The hotel's design has been tweaked with input from the overseeing Design Review Board. Eddie Abeyta, a senior vice president at HKS, mentioned that the board wanted the corner of Hollywood Boulevard and Argyle Avenue to be a prominent feature, so a steel structure that will be illuminated at night with LED lighting will be put there.
HKS is expecting to submit its drawings to the city shortly to get building permits for the project, estimated at $500 million. Yee said HKS expects construction to start at the end of this year on the hotel, which is being developed by Legacy Partners of Foster City, Gatehouse Capital Corp. of Dallas and HEI Hospitality of Norwalk, Conn.
Last month, the City Council signed off on the project despite opposition from businesses forced to close as a result of the hotel construction. The Community Redevelopment Agency said last month it was still negotiating with current property owners on the site, but Craig Trager, whose Vintage Bar Group runs Daddy's on Vine Street, said last week he received a 90-day notice to vacate.

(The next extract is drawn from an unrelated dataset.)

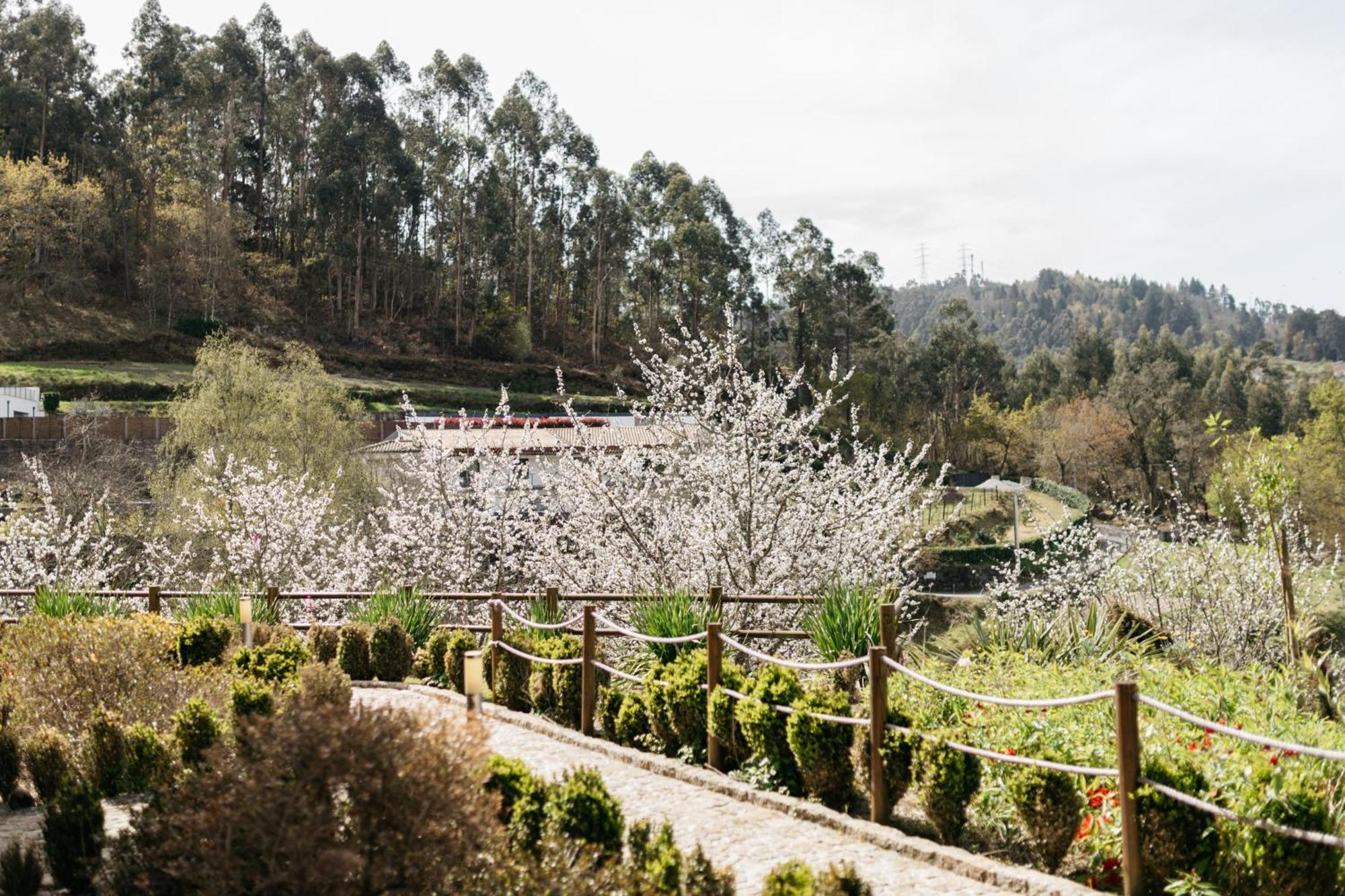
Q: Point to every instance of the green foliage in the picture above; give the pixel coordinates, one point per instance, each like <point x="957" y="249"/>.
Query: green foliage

Could Kabuki Restaurants Inc. become the next PF Chang's?
The Burbank-based Japanese restaurant chain is revving up its expansion. And David Lee, the Korean-born founder and chief executive, is angling to eventually take the company public and spread its brand of inexpensive sushi across the country.
Kabuki still has a ways to go before it's a household name outside of Southern California. The company established its first Pasadena location in 1991 and now operates nine restaurants. The company grew by 40 percent last year and has plans to open five more restaurants this year and jump to other markets, including Northern California, in the near future.

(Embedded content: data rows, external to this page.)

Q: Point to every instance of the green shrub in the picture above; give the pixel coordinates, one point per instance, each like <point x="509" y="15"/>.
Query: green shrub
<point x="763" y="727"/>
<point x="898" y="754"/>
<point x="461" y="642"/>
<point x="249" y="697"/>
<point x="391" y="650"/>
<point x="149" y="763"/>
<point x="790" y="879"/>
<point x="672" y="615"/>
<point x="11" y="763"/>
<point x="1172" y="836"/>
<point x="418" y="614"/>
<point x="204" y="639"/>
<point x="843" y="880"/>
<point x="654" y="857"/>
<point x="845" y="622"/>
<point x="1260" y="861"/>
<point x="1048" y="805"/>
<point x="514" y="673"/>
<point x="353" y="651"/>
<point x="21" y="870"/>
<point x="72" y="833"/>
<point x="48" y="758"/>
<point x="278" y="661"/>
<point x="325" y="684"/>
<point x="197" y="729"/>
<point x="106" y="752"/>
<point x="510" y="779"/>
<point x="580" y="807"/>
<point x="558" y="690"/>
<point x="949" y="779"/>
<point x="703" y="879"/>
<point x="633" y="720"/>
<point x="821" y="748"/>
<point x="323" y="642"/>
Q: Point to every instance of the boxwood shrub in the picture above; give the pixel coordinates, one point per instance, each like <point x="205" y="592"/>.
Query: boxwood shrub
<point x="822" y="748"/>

"Consumers are dining out more, so they don't want to eat just American food or Chinese food or Italian everyday. That has been a big plus for us," said Young Kim, a marketing manager at Kabuki.
Kabuki entices diners at its 5,000- to 5,500-square-foot locations by serving sushi at a fraction of the price of its competitors and with its menu of nearly 200 dishes. Teriyaki beef, chicken hibachi and pan-fried black cod are among the available items, so even a person who shies away from raw fish can find a suitable entr & #233;e.
Kabuki has settled into the restaurant scene as Asian concepts are gaining steam. PF Chang's China Bistro Inc. is, of course, the go-to example of an Asian chain on the move. But Calabasas Hills-based Cheesecake Factory Inc. also has said it will be introducing an Asian restaurant. Lee may have beaten Cheesecake to the punch: he likens Kabuki to Cheesecake Factory for the Japanese food eater.